Of all the laptops I have, though — and I have a lot — the Panasonic is the only one that simply always works. The company doesn’t do the crapware thing; it doesn’t have the constant battles with Microsoft; it often even builds its own components, and they aren’t cheap. However, if you have to have a laptop that just works — to the extent you can bet your life on it — Panasonic builds it. People in law enforcement, the military, and on emergency teams bet their — and sometimes your — lives on these products a lot.
The one complaint that is consistent these days among both users and companies that buy PC hardware is that they don’t want to have to go through the pain of replacing it any more often than every five years, and Panasonic is the only company that builds for that goal.
It doesn’t do a lot of marketing, and it clearly isn’t the best looking, but if your life depends on your laptop working, there is only one brand — and that is why Panasonic’s Business Rugged Laptops are my product(s) of the week.
Rob Enderle is a TechNewsWorld columnist and the principal analyst for the Enderle Group, a consultancy that focuses on personal technology products and trends.
You might want to clarify Android not making profits and being a black hole for Google.

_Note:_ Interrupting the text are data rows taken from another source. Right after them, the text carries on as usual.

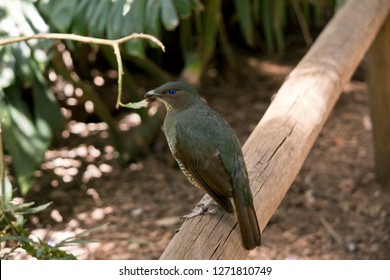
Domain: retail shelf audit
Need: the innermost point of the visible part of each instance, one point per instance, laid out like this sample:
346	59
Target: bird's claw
202	208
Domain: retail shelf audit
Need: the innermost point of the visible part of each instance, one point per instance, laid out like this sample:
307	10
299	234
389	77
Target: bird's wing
198	150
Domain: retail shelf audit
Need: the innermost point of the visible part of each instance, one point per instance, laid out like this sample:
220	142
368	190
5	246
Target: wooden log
378	67
279	144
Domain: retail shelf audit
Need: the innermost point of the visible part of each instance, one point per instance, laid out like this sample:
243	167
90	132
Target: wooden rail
278	146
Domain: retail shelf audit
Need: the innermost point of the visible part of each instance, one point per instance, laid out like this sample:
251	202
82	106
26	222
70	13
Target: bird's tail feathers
247	223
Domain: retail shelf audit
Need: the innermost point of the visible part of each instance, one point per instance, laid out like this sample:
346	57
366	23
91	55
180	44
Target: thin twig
83	39
90	40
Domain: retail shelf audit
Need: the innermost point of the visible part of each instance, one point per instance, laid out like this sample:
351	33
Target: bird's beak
151	93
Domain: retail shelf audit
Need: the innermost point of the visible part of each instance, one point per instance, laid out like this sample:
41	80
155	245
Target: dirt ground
334	209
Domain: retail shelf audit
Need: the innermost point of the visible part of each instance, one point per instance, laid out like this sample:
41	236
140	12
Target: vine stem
91	40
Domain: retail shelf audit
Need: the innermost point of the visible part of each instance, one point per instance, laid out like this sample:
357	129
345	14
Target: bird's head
175	95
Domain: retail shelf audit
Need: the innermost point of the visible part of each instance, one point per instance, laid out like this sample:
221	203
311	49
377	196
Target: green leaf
79	23
152	15
169	15
245	19
184	8
60	12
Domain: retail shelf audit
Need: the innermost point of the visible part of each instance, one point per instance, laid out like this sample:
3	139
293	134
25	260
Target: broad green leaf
60	12
152	16
184	8
245	19
115	21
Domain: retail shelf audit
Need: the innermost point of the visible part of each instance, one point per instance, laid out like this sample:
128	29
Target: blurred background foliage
193	31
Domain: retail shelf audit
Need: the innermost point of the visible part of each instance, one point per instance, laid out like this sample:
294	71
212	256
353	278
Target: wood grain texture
278	146
378	66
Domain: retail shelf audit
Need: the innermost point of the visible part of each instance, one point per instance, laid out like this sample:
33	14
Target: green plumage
209	154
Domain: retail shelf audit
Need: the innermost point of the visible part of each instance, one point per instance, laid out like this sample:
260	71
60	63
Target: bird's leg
206	206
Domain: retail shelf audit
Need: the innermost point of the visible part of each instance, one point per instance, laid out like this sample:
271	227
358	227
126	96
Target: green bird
209	154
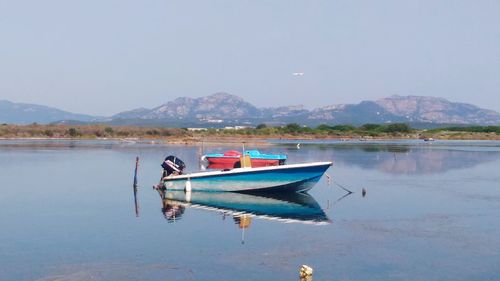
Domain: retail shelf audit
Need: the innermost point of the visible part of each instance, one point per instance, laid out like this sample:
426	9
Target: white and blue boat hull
292	178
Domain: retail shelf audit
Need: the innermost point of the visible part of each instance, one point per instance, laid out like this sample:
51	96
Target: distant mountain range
222	109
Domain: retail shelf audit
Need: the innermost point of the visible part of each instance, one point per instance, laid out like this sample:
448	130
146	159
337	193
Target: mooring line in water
338	184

Google made a bet that more browsing would be done on phones then on the PC and consequently built a platform to ensure their name and browser is the default, like Microsoft did back in the day, since as your article already mentions Android is getting the most sales then the bet is working perfectly. The real sting is if handset makers deem Android unprofitable and choose not to use it, which with recent lawsuits may be the case.
But you gotta hand it to them anyway.
Let’s guess.
Microsoft has a big opportunity? Check.
Google has these big challenges. No money here.
Qualcomm so prominent in the story? Check.
Apple issues. Gets some money but wants more to stem the growing problem.
Panasonic? Clearly.
Rob, at least disclose where your money comes from. Then again, it’s pretty clear.